Queenslanders overwhelmingly support human rights, the Human Rights Act and the Queensland Human Rights Commission (QHRC) a new survey from Griffith University has found.
Griffith University researchers, through the market research company Core Data, conducted a survey in July of 1000 people living in Queensland to gain insights on human rights across gender, income and location.
Law Futures Centre’s human rights expert Professor Sarah Joseph said while support was high it was not matched by an awareness of new legal protections and the QHRC.
“We found 91% of Queenslanders surveyed agreed that the protection of human rights and dignity is important,’’ she said.
“But 57% of those surveyed did not know of the Queensland Human Rights Act.”
Director of the Policy Innovation Hub Professor Susan Harris Rimmer, also an expert member of the Human Rights Advisory Panel to the Queensland Parliament, says community education campaigns are needed.
“There remains considerable work to be done by the Attorney-General of Queensland on educating the public about the new law and the mandate of the QHRC and its ground-breaking free public complaints process.

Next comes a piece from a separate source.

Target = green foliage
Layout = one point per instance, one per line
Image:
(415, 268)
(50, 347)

“Since the QHRC began operating in January, 2020 it has received hundreds of complaints and is now experiencing delays of up to six months.”

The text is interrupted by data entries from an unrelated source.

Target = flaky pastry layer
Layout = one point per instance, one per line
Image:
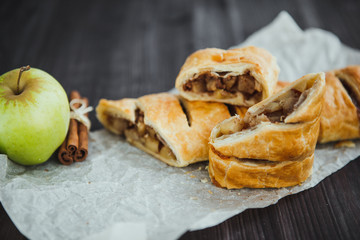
(159, 122)
(235, 173)
(242, 76)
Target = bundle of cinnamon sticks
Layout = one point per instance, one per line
(75, 145)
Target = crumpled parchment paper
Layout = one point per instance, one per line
(120, 192)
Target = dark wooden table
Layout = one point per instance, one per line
(117, 49)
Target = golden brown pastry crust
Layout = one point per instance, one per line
(268, 153)
(299, 130)
(163, 112)
(235, 173)
(339, 119)
(259, 62)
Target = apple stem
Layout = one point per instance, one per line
(22, 69)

Professor Joseph said attitudes to human rights did not vary much between Brisbane and regional Queensland.
“But women were less sure that human rights were being respected than men, especially in health care.

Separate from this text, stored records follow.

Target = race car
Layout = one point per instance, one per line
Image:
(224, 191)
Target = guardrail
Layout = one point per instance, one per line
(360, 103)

“Aboriginal and Torres Strait Islander people also responded that human rights were less respected in regions,” she said.
“The age group that was the least supportive of human rights are people over 65.”
The survey also found strong concern about child protection and the rights of children across the state and by all demographics.
When asked to rank their top human rights concerns after child protection, Queenslanders noted health, aged care and disability rights.
“Participants were also sceptical that human rights are being respected in prisons, by the police, in religious institutions and in aged-care settings,” Professor Joseph said.
“Scepticism increased markedly amongst people on lower incomes compared to higher incomes.”
When asked to identify human rights violations from Queensland’s past, the majority identified the state’s treatment of First Nations people and the inability to protest in the Joh Bjelke-Petersen era. Some respondents also identified the current COVID-19 restrictions on movement including vaccinations.
When it came to emerging human rights issues, 76% were in favour of reform to voluntary assisted dying law and 64% think the Queensland Government respected human rights during the COVID-19 pandemic.